Malaria, caused by Plasmodium parasites and transmitted by mosquito bite, remains a major global public health challenge. Plasmodium falciparum is the deadliest species affecting humans and is responsible for the majority of the 600,000 malaria-related fatalities annually. Significant progress has been made in malaria prevention but we still need a highly efficacious vaccine. One promising approach is the use of genetically attenuated parasite (GAP) based vaccines, which arrest in the liver promoting a protective immune response from infection. This study identifies a novel gene, LINUP that when deleted, creates a GAP that arrests late in liver stage development.

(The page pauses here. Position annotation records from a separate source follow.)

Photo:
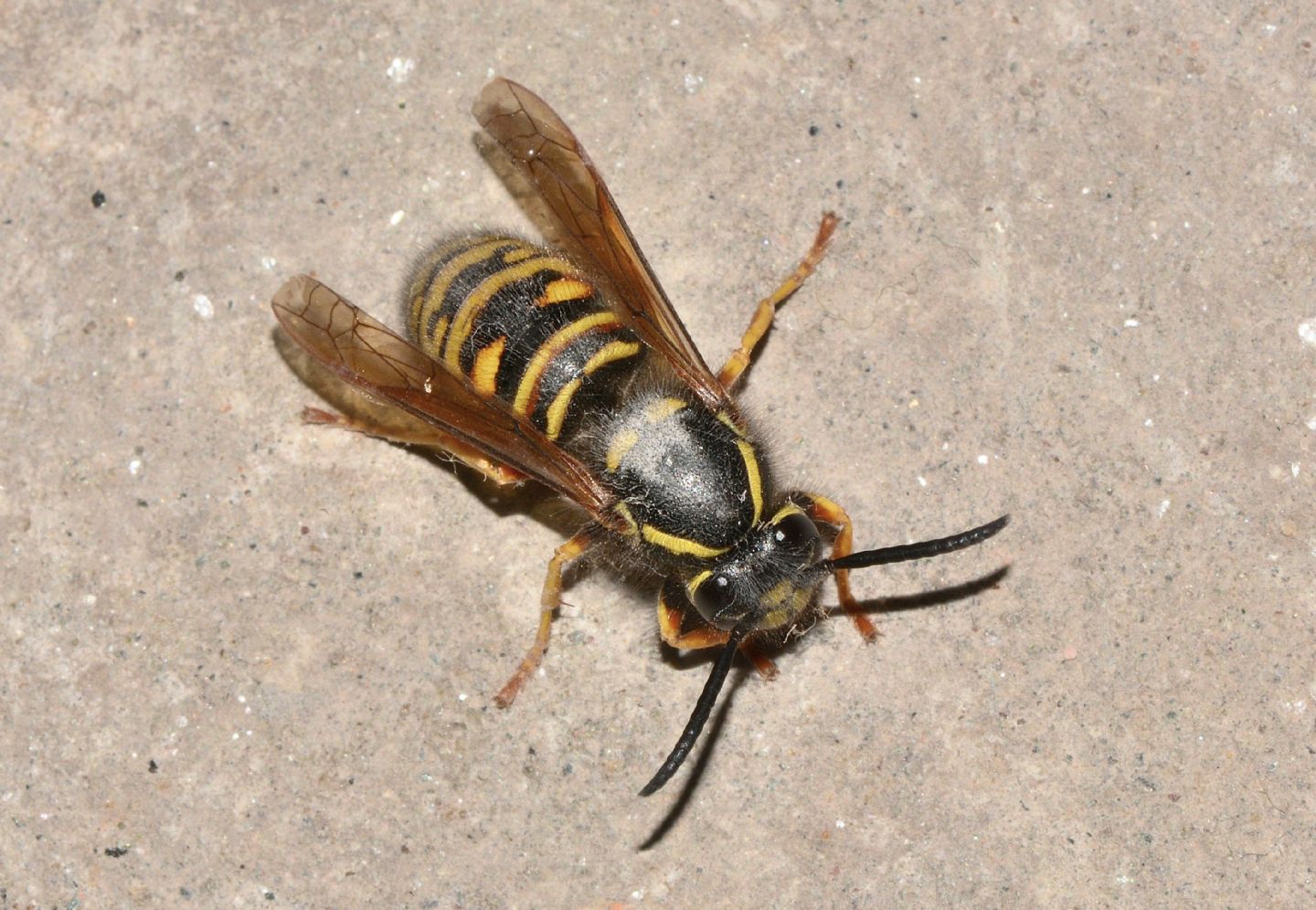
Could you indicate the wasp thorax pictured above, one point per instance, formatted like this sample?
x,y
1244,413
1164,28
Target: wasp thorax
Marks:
x,y
771,574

GAPs are whole parasite-based vaccines that are engineered to develop normally until they arrest during liver stage development. In contrast to other whole parasite vaccine modalities, GAPs are intrinsically attenuated and need no further manipulation. GAP vaccines stimulate the immune system and can provide protection from infection. Previous research shows that GAPs that arrest late in liver stage development elicit stronger immunity against infection compared to those that arrest early. This is because the late-arresting GAPs are far larger and contain a larger but also more diverse antigen repertoire leading to a superior immune response. The challenge lies in developing a GAP that replicates fully in the liver but arrests before reaching the pathogenic blood stage. Late-arresting GAPs therefore, represent an aspirational goal in malaria vaccine development.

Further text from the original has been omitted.